Casualties of War included:

-Over 2,000 sheets of printer paper
-2 brand new printer cartridges advertised as “XL ink tank. ”
-1 brand new dry erase marker run completely dry.
-1 pack of index cards
– a full roll of clear tape
– All the erasers on a brand new package of pencils
-4 jumbo bottles of coffee creamer
-1 pound of coffee
-1 box of chips ahoy
-8 six packs of glass Dr. Pepper bottles (I thought they were novel and they brought me back to my early childhood before soft drinks regularly came in plastic bottles).
-Earned 150 Starbucks Reward Points
– Created/Managed or used over 3,100 computer files related to my manuscript.

I  am proud to say, that through it all, I came out the victor! My manuscript is now 99,000 words. And I must begrudgingly admit the experience was necessary. My piece is much stronger now, and oddly, the reduced length somehow brought me closer to what I had wanted to say in the first place. Less is more I guess.
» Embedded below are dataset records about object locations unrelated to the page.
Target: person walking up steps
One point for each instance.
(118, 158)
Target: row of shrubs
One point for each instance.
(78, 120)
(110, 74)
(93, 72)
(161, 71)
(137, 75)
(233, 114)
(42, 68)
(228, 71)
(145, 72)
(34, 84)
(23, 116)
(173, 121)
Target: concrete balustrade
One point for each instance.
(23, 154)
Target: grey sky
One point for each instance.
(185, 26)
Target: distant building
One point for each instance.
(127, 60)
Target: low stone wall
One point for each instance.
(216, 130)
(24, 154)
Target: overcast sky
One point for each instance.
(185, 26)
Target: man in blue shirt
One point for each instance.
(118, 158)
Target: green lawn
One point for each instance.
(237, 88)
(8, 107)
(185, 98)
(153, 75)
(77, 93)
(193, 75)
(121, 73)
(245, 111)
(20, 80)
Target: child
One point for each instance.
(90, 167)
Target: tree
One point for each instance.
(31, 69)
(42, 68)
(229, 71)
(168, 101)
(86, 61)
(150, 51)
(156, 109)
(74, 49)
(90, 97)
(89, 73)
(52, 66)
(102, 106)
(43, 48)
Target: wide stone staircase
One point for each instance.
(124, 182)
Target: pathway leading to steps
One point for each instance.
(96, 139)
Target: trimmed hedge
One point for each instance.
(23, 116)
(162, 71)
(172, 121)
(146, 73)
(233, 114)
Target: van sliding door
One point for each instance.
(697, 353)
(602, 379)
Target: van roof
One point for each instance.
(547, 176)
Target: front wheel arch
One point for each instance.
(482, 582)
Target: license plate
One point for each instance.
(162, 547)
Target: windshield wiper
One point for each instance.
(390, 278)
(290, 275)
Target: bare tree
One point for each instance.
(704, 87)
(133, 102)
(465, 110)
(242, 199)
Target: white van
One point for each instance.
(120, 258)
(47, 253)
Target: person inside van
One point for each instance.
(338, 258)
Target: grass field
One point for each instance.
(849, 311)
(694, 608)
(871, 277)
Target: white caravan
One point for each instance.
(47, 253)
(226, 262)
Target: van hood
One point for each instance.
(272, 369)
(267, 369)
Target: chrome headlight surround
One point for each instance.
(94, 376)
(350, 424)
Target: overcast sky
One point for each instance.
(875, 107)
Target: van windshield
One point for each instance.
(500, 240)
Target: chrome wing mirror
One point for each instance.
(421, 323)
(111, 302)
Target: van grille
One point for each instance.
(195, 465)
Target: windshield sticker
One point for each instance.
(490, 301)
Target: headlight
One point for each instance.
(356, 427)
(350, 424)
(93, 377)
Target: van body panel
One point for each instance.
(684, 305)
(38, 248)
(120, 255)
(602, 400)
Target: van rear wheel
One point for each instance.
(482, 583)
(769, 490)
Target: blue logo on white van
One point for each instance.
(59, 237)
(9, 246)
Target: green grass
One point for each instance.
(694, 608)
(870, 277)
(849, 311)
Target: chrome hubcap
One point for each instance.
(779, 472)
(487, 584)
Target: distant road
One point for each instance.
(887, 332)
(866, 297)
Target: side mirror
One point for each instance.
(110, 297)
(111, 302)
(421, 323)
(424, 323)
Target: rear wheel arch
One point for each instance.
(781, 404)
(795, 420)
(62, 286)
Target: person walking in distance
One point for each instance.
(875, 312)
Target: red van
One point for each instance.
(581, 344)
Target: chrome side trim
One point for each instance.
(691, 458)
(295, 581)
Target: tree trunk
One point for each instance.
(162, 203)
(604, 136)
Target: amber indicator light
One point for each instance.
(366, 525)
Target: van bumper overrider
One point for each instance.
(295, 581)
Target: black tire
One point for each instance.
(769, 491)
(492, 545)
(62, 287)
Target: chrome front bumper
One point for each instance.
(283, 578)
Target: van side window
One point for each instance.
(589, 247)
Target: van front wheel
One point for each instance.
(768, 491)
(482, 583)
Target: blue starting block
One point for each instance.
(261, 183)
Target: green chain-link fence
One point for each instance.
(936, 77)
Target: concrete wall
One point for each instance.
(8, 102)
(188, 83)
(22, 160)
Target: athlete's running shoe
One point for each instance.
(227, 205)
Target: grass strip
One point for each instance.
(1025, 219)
I tell you this for several reasons, one of them is for any potential novel writer out there. When you see people write novels on TV, they sit at their computer, type for about three seconds of screen time, then go to scene change. When you come back to them, they are sitting at their computer, looking constipated, with maybe some crumbled paper on the ground, and their agent calls and puts pressure on them. Then they go to a bar or coffee house or something, where they have a personal epiphany that turns out to be the perfect missing angle to their piece, and then they churn out a beautiful manuscript in about five seconds of screen time while the barista hits on them. That is not how it goes. Writing is a war-one where only the strongest draft wins.